Categorie: Mercato

A Firenze, Gonnelli mette all’asta libri rari

di - 2 Ottobre 2025

Torna l’asta autunnale di Gonnelli dedicata a Libri, Autografi e Manoscritti. L’appuntamento è da martedì 7 ottobre a giovedì 9 ottobre presso la sede di via Fra’ Giovanni Angelico 49, a Firenze. I protagonisti: 654 lotti per tutti i gusti e tutte le tasche, divisi in cinque sessioni di vendita. Da un delizioso Zufolo Topolino degli anni ’30 (lotto 61, base € 100) alla prima edizione di The Lord of the Rings di Tolkien (lotto 158, base € 500), passando per La scienza in cucina di Pellegrino Artusi del 1891 – un’altra prima edizione, ma anche il primo vero ricettario della cucina italiana moderna (lotto 264, base € 600). Ne abbiamo selezionati quattro rarissimi, con le loro rispettive storie.

Si parte dal top lot assoluto. Per rarità, per provenienza, per portata culturale. Si tratta della prima edizione, prima tiratura, del rivoluzionario Sidereus nuncius di Galileo Galilei (1610). È stato ritrovato in un cassetto dove era stato riposto dopo l’alluvione di Firenze del 1966, miracolosamente riportato alle condizioni attuali grazie a un intervento di restauro meticoloso e filologico. Si tratta di un’opera dal valore culturale inestimabile, risale alla prima volta in cui Galilei, con un cannocchiale da lui stesso perfezionato, osserva il cielo in modo sistematico e ne registra i risultati con rigore e chiarezza. Scopre che la Luna non è una sfera perfetta, ne osserva le montagne, i crateri, le ombre; e identifica i quattro satelliti di Giove, che dimostrano che non tutto ruota attorno alla Terra, scuotendo così le fondamenta del sistema geocentrico. C’è di più: Galileo scrive il testo in latino, per farsi comprendere dagli studiosi europei, ma lo fa con uno stile diretto, efficace, consapevole della portata delle sue scoperte. E disegna personalmente le tavole, e accanto, aggiunge schemi dei satelliti di Giove, annotati notte dopo notte tra gennaio e marzo 1610. La base d’asta fissata da Gonnelli è di € 100.000.

Galileo Galilei, Sidereus Nuncius, 1610

C’è anche un’introvabile prima edizione di uno dei testi fondanti della matematica tra i lotti proposti da Gonnelli: quella in cui il matematico Bonaventura Cavalieri (1589-1647) descrisse per la prima volta la sua nozione geometrica degli “indivisibili”, ovvero elementi infinitamente piccoli. Utilizzato da Galileo, Torricelli (allievo di Cavalieri), Pascal e altri, è un testo fondamentale nella storia della matematica, e senza dubbio dei più rari da trovare in una prima edizione. Base d’asta € 15.000.

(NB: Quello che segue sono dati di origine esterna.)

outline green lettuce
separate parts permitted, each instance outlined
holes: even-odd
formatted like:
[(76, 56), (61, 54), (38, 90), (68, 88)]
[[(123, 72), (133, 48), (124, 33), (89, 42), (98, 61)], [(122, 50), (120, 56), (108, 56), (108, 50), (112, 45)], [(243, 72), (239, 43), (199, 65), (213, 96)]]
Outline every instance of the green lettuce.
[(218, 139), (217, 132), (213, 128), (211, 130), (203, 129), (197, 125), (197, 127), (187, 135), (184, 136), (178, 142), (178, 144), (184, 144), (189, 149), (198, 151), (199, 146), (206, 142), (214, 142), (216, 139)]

Bonaventura Cavalieri, 1635

E sempre in tema di rarità, di lotti eccezionali: Gonnelli mette all’asta Depero futurista, opera iconica e rivoluzionaria, unanimamente considerata come una delle maggiori espressioni del futurismo italiano, nonché pietra miliare nella storia del libro d’artista e del graphic design del XX secolo. È noto come Imbullonato, per la sua inconfondibile rilegatura – due grossi bulloni con coppiglie progettati da Fedele Azari. È «un punto nodale e di svolta dell’editoria futurista, prototipo di tutta una serie di sperimentazioni tipografiche che caratterizzeranno il Novecento europeo e anticipatore, in un certo senso, del libro-oggetto contemporaneo» (Cantieri, Bibliohaus, n. 28, aprile–giugno 2014, p. 3). Lo troviamo in catalogo con una base d’asta di € 9000.

Depero Futurista Dinamo Azari, 1927

Chiude il Waterworld di Jansson, primo vero atlante marino, splendidamente colorato a mano. Si tratta di una copia splendidamente colorata a mano del Waterwereld (Mondo d’acqua) di Jansson, “primo vero atlante marittimo”, pubblicato per la prima volta nel 1650 come quinto volume dell’Atlas Novus di Jansson. Le 23 tavole dell’atlante marino includono alcune tra le più spettacolari incisioni di Jansson, in particolare la rosa dei venti circondata dai volti dei vari venti che soffiano. Le 10 mappe dell'”Atlas Antiquus” includono un planisfero e nove mappe della Grecia e della Penisola Balcanica, per lo più disegnate da Johannes Laurenberg. Base d’asta € 20.000.